C’est le moment de vous le dire, et vous l’avez sûrement deviné sans peine, Rosalie est notre première voiture automobile et la première voiture au village où nous étions instituteurs, mon mari et moi. Un cousin parisien, garagiste, nous avait réservé cette superbe et unique occasion pour nous permettre quelques sorties familiales et utilitaires.
Un dimanche matin, nous entendons et voyons arriver Rosalie dans la cour de l’école ; elle vient de faire son « Paris-Morvan » en cinq heures, quelle prouesse ! Un coup de klaxon et nous voilà devant la merveille à la carrosserie impeccable, des pneus gonflés à bloc, des phares comme allumés par les feux du soleil ; elle est à nous ! Après le repas, nous essayons notre véhicule ; mon mari qui avait obtenu son permis poids lourds à l’armée, se fait fort de la piloter ; il se met au volant en écoutant sans les suivre, les conseils du cousin garagiste ; Rosalie tousse, cale, se cabre et nos deux gamines bien calées près de moi sur le siège arrière rient aux éclats , ce qui énerve le conducteur ; c’est un un petit avant-goût des sorties animées que nous ferons plus tard ; Rosalie se remet à tousser, une vrai quinte cette fois et n’avance plus : panne sèche ! Mais le cousin prévoyant sort un bidon de dépannage et fait le nécessaire ; nous avons ce qu’il faut pour aller faire le plein à une pompe encore éloignée ; de retour à la maison, nous faisons déjà des calculs inquiétants sur notre consommation de carburant ; notre budget va s’en ressentir.

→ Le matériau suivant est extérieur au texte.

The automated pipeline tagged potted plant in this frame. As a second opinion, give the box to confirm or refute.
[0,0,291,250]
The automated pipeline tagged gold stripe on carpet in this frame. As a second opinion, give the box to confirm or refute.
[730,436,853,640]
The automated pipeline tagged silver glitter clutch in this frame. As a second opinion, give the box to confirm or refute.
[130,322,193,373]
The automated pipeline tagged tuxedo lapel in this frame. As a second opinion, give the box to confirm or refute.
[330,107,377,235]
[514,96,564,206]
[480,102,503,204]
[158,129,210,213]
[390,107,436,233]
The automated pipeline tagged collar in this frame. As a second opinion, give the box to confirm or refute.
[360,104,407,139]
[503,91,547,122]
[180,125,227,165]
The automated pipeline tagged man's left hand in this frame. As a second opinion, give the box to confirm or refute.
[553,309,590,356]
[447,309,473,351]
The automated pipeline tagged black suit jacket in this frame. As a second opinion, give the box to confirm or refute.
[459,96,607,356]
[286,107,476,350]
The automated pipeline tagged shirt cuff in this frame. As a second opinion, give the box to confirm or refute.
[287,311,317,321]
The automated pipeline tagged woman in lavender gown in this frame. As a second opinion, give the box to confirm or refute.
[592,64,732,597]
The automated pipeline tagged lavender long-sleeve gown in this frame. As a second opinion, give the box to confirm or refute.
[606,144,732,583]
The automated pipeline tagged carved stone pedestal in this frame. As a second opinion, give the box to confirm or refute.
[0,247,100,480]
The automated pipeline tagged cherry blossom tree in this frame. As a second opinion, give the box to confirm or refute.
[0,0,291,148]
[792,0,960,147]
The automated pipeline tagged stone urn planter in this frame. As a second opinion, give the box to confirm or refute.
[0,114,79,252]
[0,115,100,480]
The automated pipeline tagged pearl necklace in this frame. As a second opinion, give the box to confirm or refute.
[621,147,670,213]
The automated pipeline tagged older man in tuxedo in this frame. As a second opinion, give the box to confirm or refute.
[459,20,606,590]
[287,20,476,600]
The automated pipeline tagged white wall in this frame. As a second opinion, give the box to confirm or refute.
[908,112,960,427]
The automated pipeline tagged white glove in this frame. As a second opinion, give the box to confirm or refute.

Rosalie nous a donné quelques émotions fortes, en particulier sur les routes de l’hiver, des routes enneigées qui grimpent en lacets, le plateau de la Planoise, une forêt magnifique avec des paysages de cartes postales, mais où l’on a du mal à tenir la route sur le verglas ; la maîtrise du volant devenant impossible, les dérapages et les tête-à-queue sont parfois spectaculaires !
Malgré toutes ces aventures, Rosalie résiste aux coups, aux bosses, avec une totale indifférence ; spacieuse, elle nous permet de faire des chargements fantaisistes sans craindre le surpoids ; c’est la voiture de sortie des dimanches avec nos jeunes enfants ravis d’aller courir en forêt, cueillir les fruits d’automne, ramener des branchages colorés pour décorer les classes, admirer la souplesse des écureuils qui grimpent aux arbres et sautent de branche en branche. Le jeudi, Rosalie fait fonction de taxi communal jusqu’au jour où il faut quitter le Morvan pour le Charolais, le pays de la viande rouge et des riches éleveurs.
Rosalie, exténuée a fini ses jours chez un agriculteur rhumatisant qui voulait se mettre à l’abri des intempéries lorsqu’il travaillait dans ses terres ; ingénieux comme pas un, il a transformé Rosalie, la Parisienne, en un petit tracteur à cabine fermée et le plateau par derrière pour le transport du matériel et de quelques ouvriers agricoles.